Johanna Morariu, Senior Associate with Innovation Network. Innovation Network (http://www.innonet.org/) describes an approach to evaluating think tanks in the American Evaluation Association’s AEA365 blog. She draws from some studies and studies focused on think tank evaluation to address 10 categories or assessment areas:

  • Organisation infrastructure, capacity and management
  • Strategy and direction -and both organisation and project levels
  • Organisation visibility and reputation
  • Effectiveness of communication and outreach strategy
  • Quality of research products
  • Participation in congressional testimony
  • Research relevance, quality, usefulness, and rigour
  • Uptake of research in media and policy
  • Research influences the work of other leading reseachers
  • Research influences decision makers and/or policy

Again, as in most evaluations of the work of think tanks, this leaves out other contributions these organisations make:

  • What about their capacity to train and prepare new generations of policymakers? -track movement of staffers into policy or the private sector, for instance
  • And what about the power of think tanks to convene people and organisations from different sides of the argument -and help them find common ground?
  • Or the contribution that think tanks make to the education of elites -not to change their minds but to enlighten their own arguments?
  • Think tanks also trade on power and providing their supporters with access to key spaces. Do we rather not measure this? Let’s not pretend that think tanks have no political or economic allegiances (very few can).

By the way the studies she used are here, courtesy of Johanna:

  • Donald E. Abelson (2010). Is Anybody Listening? Assessing the Influence of Think Tanks. Chapter 1 in the edited volume, Think Tanks and Public Policies in Latin America.
  • Richard Bumgarner, Douglas Hattaway, Geoffery Lamb, James G. McGann, and Holly Wise (2006). Center for Global Development: Evaluation of Impact. Arabella Philanthropic Investment Advisors, LLC for the Bill & Melinda Gates Foundation, the William and Flora Hewlett Foundation, the John D. and Catherine T. MacArthur Foundation, and the Rockefeller Foundation.
  • Ingie Hovland (2007). Making a Difference: M&E of Policy Research. Working paper 281 for the Overseas Development Institute, London, UK.
  • James G. McGann (2006). Best Practices for Funding and Evaluating Think Tanks & Policy Research. McGann Associates for the William and Flora Hewlett Foundation.

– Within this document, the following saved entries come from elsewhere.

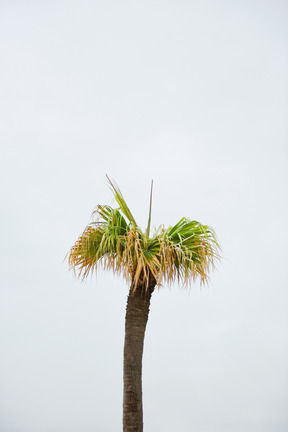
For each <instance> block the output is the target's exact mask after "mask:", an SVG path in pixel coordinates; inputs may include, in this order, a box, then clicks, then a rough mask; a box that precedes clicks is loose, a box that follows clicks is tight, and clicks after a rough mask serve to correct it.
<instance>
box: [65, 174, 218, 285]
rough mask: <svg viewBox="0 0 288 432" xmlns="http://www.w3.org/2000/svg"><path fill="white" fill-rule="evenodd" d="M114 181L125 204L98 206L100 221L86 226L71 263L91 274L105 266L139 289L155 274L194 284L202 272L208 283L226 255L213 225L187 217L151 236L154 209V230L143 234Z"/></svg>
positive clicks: (80, 269)
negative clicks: (87, 226)
mask: <svg viewBox="0 0 288 432" xmlns="http://www.w3.org/2000/svg"><path fill="white" fill-rule="evenodd" d="M108 180H109V179H108ZM109 182H110V185H111V187H112V189H113V192H114V197H115V199H116V201H117V203H118V205H119V208H118V209H113V208H111V207H109V206H98V207H97V210H96V212H95V215H96V221H95V222H92V223H91V224H90V225H89V226H88V227H86V229H85V230H84V232H83V234H82V235H81V236H80V237H79V239H78V240H77V242H76V243H75V244H74V246H73V247H72V248H71V251H70V254H69V258H68V260H69V264H70V266H71V267H72V268H74V270H75V269H77V270H78V272H79V275H81V276H82V277H86V276H87V275H88V274H89V273H90V272H91V271H97V269H98V267H99V265H101V266H102V267H104V268H105V269H111V270H113V272H115V273H122V274H123V276H124V277H125V279H126V280H127V281H128V282H130V283H133V286H134V289H136V286H137V284H138V283H140V282H141V283H146V287H148V284H149V278H150V277H153V278H155V280H156V282H157V284H158V285H160V284H161V283H162V281H166V282H173V281H175V280H176V281H178V282H182V283H183V284H184V285H189V284H190V283H191V282H192V281H193V280H194V279H195V278H197V277H200V280H201V282H205V281H206V280H207V278H208V272H209V268H210V267H211V266H213V265H214V262H215V260H218V259H219V258H220V256H219V245H218V242H217V239H216V235H215V233H214V231H213V229H212V228H210V227H208V226H207V225H201V224H200V223H199V222H197V221H191V220H189V219H187V218H182V219H181V220H180V221H179V222H178V223H177V224H176V225H174V226H170V227H168V228H167V229H165V228H164V227H162V226H161V227H159V228H158V229H157V230H156V231H155V233H154V235H153V236H152V237H149V231H150V224H149V222H150V220H151V212H150V211H149V222H148V228H149V230H148V229H147V230H146V232H144V233H143V232H142V230H141V229H140V228H139V227H138V226H137V224H136V222H135V219H134V218H133V216H132V214H131V212H130V210H129V208H128V206H127V204H126V202H125V200H124V197H123V195H122V194H121V192H120V189H119V188H118V186H117V185H116V183H112V182H111V181H110V180H109ZM151 199H152V198H151V197H150V210H151Z"/></svg>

But critical to this method was the development of a Theory of Change for the think tank. And from it they were able to develop the right indicators and tools to assess the organisation’s performance. The Theory of Change in this case is not the typical one often described by many projects or programmes. And in fact it looks more like a strategy diagram. This is what we want to achieve and this is how we’ll do it.

I have been asked before about evaluating think tanks. And approaches like Johanna Morariu’s are certainly useful. But I am not too sure if an evaluation is what we want for an organisation. I can see how we may evaluate a project (we can tell when the activities of the project are done -even if it is difficult to assess its effects in the short term). The same goes for a programme or policy. There is something that is done, then that something is done no more, and then we assess how (well) that something was done and if that something had the intended effect.

An organisation, however, does not operate in bursts of activity than then wind down to nothing. It does not start and then stop to be evaluated. Its parts may do, but not the organisation. Yes, there is ongoing evaluation but this all points towards the final (ex-post) evaluation.

For an organisation, a strategic review that considers all of the think tank’s functions is far more relevant. A reflection process around annual staff or research retreats is far more useful.